• ECHO Action Editor

Move toward gas is wrong for this region, by Patricia Martin

It weighs on me.

In Concord, legislators voted to shut down Concord Steam, a cogeneration biomass plant that provided electricity and district steam to 180 commercial, municipal, school and state buildings in downtown Concord. Those buildings are being converted to Liberty Utilities’ natural gas. The price tag for converting state buildings is $25 million.

In Pelham, Liberty plans to drill beneath Beaver Brook to bring natural gas to the municipal buildings. The Pelham Energy Committee supports the plan, based on the now discredited claim that natural gas is a bridge fuel and is better for the environment than burning oil for heat. Although burning natural gas produces less carbon than oil, the methane released in producing and transporting the fracked gas is 86 times more potent as a greenhouse gas than carbon.

In Keene, a major natural gas infrastructure project is underway to expand service. The city is faced with an aging plant and safety concerns. This is the same scenario that pushed Concord Steam into a death spiral.

I don’t know what the economic considerations are for Keene, but for Concord and Pelham, the supporters of these plans are getting their data and assumptions from Liberty Utilities. What alternatives to making a 20-year investment in fossil fuel infrastructure were considered?

Many of us fought for Concord to consider other, greener alternatives than shutting down Concord Steam.
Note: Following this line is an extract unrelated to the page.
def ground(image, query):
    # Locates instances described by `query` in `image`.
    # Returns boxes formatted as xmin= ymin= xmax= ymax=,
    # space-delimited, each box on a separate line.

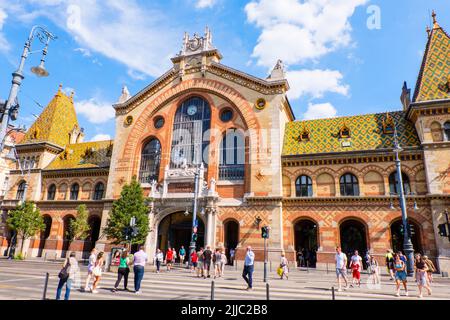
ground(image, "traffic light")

We did not get a lot of support from the community of affected businesses and nonprofit agencies. Even the greenest customers of Concord Steam told us variations of: “It’s a done deal. They already use natural gas instead of biomass on most days at Concord Steam. It’s just one project and the community needs it.”
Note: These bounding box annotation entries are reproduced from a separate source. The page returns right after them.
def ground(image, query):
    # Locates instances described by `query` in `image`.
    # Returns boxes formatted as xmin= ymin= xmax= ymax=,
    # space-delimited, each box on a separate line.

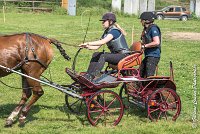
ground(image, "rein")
xmin=72 ymin=12 xmax=91 ymax=72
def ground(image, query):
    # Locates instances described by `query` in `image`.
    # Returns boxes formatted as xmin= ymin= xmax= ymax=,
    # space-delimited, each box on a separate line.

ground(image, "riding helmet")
xmin=99 ymin=12 xmax=116 ymax=22
xmin=140 ymin=12 xmax=156 ymax=22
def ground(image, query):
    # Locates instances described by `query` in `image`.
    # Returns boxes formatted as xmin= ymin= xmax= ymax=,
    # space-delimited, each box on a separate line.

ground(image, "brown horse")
xmin=0 ymin=33 xmax=70 ymax=126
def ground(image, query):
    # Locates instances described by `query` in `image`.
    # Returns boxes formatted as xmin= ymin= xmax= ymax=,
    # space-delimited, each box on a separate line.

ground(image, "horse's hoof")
xmin=4 ymin=119 xmax=13 ymax=127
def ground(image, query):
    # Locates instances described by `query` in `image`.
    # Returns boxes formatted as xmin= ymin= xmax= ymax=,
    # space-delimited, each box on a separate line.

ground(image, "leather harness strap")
xmin=12 ymin=33 xmax=47 ymax=70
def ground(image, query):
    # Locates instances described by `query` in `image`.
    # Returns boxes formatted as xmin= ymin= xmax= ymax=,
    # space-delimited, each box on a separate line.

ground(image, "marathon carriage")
xmin=0 ymin=33 xmax=181 ymax=126
xmin=65 ymin=42 xmax=181 ymax=125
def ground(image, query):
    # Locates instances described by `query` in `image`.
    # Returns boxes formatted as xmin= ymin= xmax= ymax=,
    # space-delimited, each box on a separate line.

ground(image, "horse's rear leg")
xmin=19 ymin=79 xmax=44 ymax=123
xmin=5 ymin=76 xmax=32 ymax=126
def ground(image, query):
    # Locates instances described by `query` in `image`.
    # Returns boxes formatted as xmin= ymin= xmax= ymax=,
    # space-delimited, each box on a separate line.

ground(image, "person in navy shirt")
xmin=140 ymin=12 xmax=161 ymax=78
xmin=79 ymin=12 xmax=129 ymax=81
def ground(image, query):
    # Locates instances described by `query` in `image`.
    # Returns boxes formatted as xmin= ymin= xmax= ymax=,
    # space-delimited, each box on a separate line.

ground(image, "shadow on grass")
xmin=0 ymin=104 xmax=89 ymax=127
Aren’t we supposed to be transitioning away from fossil fuels?

Some of the people who should be standing up and asking questions are intimidated by the fact that they have friends working on these projects or who own businesses that may benefit from cheap gas. They rationalize that they should just let this one go because it’s small and couldn’t possibly bring more pipelines to New England. Similar scenarios are playing out all over the Northeast and are exactly the way new pipelines are justified.

At least ask the question: “Do we have an economic alternative to using more gas?” The answer may surprise and inspire people to find a better option.